Secondo l’indice Case-Shiller Index, i prezzi delle abitazioni USA sono recentemente aumentati, crescendo per la prima volta dal 2006. Ciò nonostante non ci sono ancora segnali che la ripresa economica si stia espandendo anche al mercato del lavoro, che sta tuttora perdendo centinaia di migliaia di posti di lavoro “in termini netti”. Tuttavia, il tasso di disoccupazione è leggermente diminuito, ma l’attuale livello del 9,4% comunque rappresenta per gli USA un dato storicamente molto alto. Il momento peggiore della più grave crisi economica dagli anni ’30 sembra passato, ma la ripresa economica si farà probabilmente attendere. Durante la seconda metà di agosto, la performance dei titoli di stato è stata più marcata, dopo che questa asset class aveva fatto registrare delle perdite nella prima parte del mese. Alla luce dell’alta disoccupazione e del basso livello di utilizzo delle capacità produttive, nell’immediato futuro non c’è da attendersi alcuna pressione inflazionistica. Ne consegue che i tassi di interesse a breve termine nei paesi industrializzati dovrebbero rimanere agli attuali bassi livelli nei mesi a venire. Siccome la crescita economica sembra condannata a rimanere al di sotto del proprio potenziale per i prossimi anni e l’inflazione rimmarrà anch’essa a bassi livelli nei prossimi trimestri, gli yields di lungo termine hanno tuttora solo un limitato potenziale di crescita.

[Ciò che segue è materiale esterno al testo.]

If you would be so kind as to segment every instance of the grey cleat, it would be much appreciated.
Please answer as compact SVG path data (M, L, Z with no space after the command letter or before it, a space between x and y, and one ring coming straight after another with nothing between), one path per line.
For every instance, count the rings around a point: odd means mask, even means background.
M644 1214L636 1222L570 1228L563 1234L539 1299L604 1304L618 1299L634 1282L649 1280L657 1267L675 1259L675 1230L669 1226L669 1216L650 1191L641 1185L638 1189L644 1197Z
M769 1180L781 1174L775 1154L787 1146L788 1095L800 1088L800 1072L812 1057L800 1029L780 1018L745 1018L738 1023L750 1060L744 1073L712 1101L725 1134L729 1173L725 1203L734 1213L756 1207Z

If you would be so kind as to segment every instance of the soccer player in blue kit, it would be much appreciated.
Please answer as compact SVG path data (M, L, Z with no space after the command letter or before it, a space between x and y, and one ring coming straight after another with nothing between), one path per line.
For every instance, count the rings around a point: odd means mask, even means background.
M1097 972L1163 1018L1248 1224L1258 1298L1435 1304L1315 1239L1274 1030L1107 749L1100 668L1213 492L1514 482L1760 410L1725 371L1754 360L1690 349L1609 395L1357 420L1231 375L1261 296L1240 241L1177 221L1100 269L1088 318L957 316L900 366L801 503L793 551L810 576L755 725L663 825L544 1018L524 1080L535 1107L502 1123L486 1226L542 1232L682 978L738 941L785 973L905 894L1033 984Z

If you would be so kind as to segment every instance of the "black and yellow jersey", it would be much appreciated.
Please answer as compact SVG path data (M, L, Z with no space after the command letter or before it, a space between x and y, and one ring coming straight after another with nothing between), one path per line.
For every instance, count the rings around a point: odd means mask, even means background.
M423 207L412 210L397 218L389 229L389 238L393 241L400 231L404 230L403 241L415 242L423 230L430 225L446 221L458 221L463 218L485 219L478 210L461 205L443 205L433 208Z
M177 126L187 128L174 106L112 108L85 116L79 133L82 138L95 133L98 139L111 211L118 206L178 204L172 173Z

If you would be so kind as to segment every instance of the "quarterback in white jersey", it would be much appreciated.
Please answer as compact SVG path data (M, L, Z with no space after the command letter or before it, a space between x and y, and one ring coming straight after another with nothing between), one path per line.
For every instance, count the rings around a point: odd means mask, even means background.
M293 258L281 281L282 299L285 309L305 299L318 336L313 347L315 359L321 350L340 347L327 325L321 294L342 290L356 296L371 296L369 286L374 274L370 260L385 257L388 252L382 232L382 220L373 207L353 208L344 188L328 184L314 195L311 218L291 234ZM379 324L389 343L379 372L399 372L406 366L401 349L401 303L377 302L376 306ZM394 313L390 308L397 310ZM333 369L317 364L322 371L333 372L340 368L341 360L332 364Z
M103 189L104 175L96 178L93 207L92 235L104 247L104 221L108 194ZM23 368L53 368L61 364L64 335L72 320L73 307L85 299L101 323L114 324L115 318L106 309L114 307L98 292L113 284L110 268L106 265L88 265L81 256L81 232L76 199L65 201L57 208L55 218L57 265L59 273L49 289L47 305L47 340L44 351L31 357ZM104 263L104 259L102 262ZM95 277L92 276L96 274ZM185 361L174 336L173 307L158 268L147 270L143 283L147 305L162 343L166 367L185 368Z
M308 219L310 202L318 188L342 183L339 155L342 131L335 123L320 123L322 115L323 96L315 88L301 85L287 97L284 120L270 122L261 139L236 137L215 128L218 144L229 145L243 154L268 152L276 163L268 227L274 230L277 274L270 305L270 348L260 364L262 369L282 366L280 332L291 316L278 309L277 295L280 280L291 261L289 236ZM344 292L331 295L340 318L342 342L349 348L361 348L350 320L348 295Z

D’altro canto, ridimensionamenti di breve termine nei prezzi dei titoli, rispetto ai livelli attuali, sono possibili in qualunque momento a causa dell’incertezza delle prospettive economiche. Gli “yield spreads” sulle obbligazioni in Euro dell’Europa dell’est (sia obbligazioni che titoli di stato) sono fortemente diminuiti begli ultimi mesi rispetto ai titoli di stato della zona Euro. Le economie dell’Europa centro-orientale rimangono sotto pressione, principalmente a causa dei loro stretti legami con i paesi dell’EU. Un dato che chiaramente riflette questo fatto è quello sulla produzione industriale, recentemente pubblicato. Tuttavia, sembra che ora questi dati siano in fase di miglioramento, dopo che la produzione industriale nei “vecchi” paesi dell’EU ha iniziato a riprendersi Nei mesi futuri, ciò dovrebbe avere un impatto positivo per le economie dell’Europa centro-orientale, generando degli incrementi delle esportazioni. Quindi, le prospettive per il secondo semester 2009 sono migliorate, anche se c’è ancora molta strada da fare per raggiungere i livelli pre-crisi.